Kevin Wynn, 27, was kidnaped last July 26 from the kitchen of her Las Vegas home. She was released unharmed two hours later, after her father, who is chairman of the corporation that owns the Mirage, Treasure Island and Golden Nugget casinos, paid a $1.45-million ransom in $100 bills.
She was found by her father in the back of her own car in a parking lot of the city's McCarran International Airport.
Cuddy was arrested in Newport Beach a few days later as he tried to complete a cash deal for a $200,000 Ferrari. Sherwood was arrested in St. Louis.
U.S. Atty. Tom O'Connell said he would push for 25-year prison terms for both men when they are sentenced Aug. 5. Under federal sentencing guidelines, Cuddy and Sherwood face 15- to 18-year terms.
O'Connell said he thinks stiffer sentences are appropriate because the defendants forced Wynn to pose semi-nude and threatened to send the pictures to news media if her father called police.
Steve Wynn left the courthouse Thursday arm-in-arm with his daughter.
He thanked prosecutors and investigators and later issued a statement criticizing the defendants for choosing to go through with a trial.
"We are unable to understand why these cruel and calculating criminals chose to make Kevin, her mother and the rest of the family relive that experience," Wynn said.
Prosecutor O'Connell agreed that the two men, who had been offered plea bargains, were "foolish to go to trial."
"It was just two guilty people taking a shot," he said.
In his first public comments since the allegations were made in court, Kemble said he now hopes to get on with his life but is still unsure how the allegations will affect him in the long run.
Sitting with his wife of 2 1/2 months, Tracy, and his father in his parents' Newport Beach home, Kemble spoke of the shadow that has been cast by what he described as irresponsible lies.
As the trial began last week, defense lawyer Dan Albregts, representing Sherwood, told jurors that Kemble had driven Kevin Wynn to the airport after the kidnaping.

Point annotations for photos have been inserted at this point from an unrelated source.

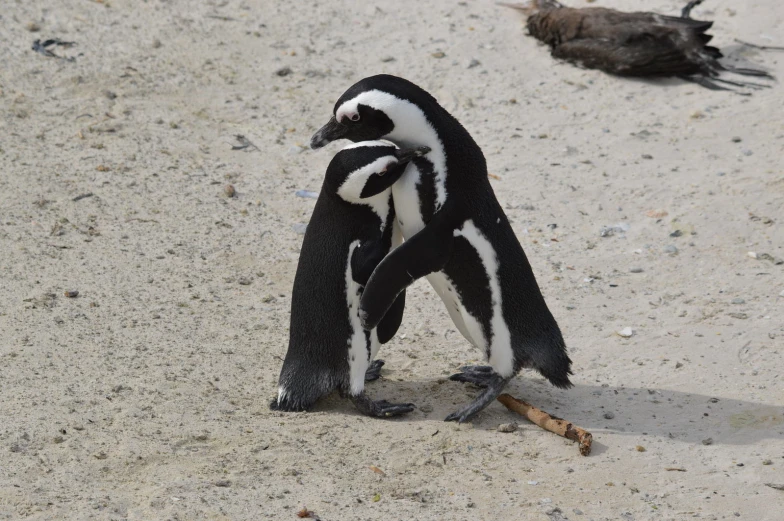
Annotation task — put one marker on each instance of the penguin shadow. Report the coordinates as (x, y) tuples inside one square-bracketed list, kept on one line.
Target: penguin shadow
[(684, 417)]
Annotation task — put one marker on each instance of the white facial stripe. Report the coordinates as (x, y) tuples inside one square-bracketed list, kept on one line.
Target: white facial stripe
[(501, 354), (411, 129), (352, 187), (377, 143)]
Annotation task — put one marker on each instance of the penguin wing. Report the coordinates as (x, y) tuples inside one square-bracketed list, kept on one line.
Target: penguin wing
[(646, 54), (424, 253)]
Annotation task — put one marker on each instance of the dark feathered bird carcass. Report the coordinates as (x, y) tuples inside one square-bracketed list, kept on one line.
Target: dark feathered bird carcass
[(639, 44)]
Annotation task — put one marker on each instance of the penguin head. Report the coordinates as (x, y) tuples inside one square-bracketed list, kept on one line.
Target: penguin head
[(367, 168), (377, 107)]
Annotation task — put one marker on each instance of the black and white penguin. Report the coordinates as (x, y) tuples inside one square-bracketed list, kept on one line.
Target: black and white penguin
[(457, 236), (351, 230)]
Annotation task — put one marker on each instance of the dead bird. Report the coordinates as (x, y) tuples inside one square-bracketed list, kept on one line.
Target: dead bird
[(639, 44)]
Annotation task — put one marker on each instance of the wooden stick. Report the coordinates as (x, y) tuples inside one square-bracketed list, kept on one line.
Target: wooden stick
[(763, 47), (548, 422)]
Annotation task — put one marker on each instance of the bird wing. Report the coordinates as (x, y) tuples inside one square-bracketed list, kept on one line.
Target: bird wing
[(643, 54)]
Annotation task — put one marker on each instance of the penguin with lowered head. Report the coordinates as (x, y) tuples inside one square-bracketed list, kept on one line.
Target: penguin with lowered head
[(457, 236), (351, 229)]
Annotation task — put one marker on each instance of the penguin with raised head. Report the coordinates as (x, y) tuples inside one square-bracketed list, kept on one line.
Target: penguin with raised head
[(457, 236), (351, 230)]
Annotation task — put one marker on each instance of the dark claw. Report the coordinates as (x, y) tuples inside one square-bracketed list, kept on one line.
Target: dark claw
[(380, 408), (479, 375), (374, 370)]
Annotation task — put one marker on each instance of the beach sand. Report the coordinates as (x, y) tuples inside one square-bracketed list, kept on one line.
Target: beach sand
[(146, 396)]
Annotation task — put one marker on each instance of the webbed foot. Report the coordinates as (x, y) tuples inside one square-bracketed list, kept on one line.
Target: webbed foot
[(380, 408), (374, 370), (481, 376)]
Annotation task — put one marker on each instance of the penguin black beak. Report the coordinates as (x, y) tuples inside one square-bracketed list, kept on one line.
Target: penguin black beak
[(328, 133), (406, 155)]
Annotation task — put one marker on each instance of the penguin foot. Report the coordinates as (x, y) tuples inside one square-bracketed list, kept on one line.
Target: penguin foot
[(374, 370), (492, 382), (479, 375), (380, 408)]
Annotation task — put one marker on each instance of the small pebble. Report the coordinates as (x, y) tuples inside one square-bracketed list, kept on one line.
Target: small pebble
[(299, 228), (306, 194)]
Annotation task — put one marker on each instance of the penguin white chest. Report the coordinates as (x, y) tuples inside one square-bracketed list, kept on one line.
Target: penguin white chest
[(407, 204), (362, 345)]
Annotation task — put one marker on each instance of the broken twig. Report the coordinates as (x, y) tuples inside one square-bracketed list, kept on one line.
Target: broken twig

Albregts also pointed out that $500,000 of the ransom money was found in Kemble's garage in Newport Beach.
Testifying for the prosecution this week, Kemble denied any involvement in the kidnaping and said he had his father, a Newport Beach lawyer, call the FBI when he realized Cuddy might have stashed money in his garage. Cuddy had been storing several boxes there for the last several years, Kemble said.
Kemble, who was born in Berlin but has lived in Orange County most of his life, met Cuddy in the early 1980s at the now-defunct Newport Beach Sporting Club, which Cuddy managed. Kemble worked for Cuddy as a personal fitness trainer before receiving his real estate license and starting his own real estate company.
In the months that followed the arrest of his friend, Kemble said, he was thoroughly investigated not only by the FBI but by private investigators hired by Steven Wynn. On the night of the kidnaping, Kemble said, he was having dinner with his wife and parents in Newport Beach.
Within moments after Albregts brought his name into the much-publicized trial that gripped Las Vegas, Kemble said, his phone was ringing off the hook.
Calls came by the hundreds, most of them supportive, Kemble said. But the calls that didn't come and other subtle actions make him worry.
"It's the curious looks you get when you walk by," Kemble said. "It's the unspoken convictions of people who think I may have had something do to with it."
Until the trial opened, Kemble said, he only worried that people might find out Cuddy had stashed ransom money in the garage of his former home. He didn't imagine he actually would be accused of participating in the crime, he said.
In the highly competitive real estate business, in which he specializes in expensive Newport Beach home sales, even a shadow of scandal can be devastating, he said.
"We didn't want any of that to leak out, because you know how people can misinterpret things," he said. "In this town it takes a long, long time to build a good reputation, which I feel I have done."
One competing real estate agent, he said, has already mentioned the allegations to a client of Kemble's.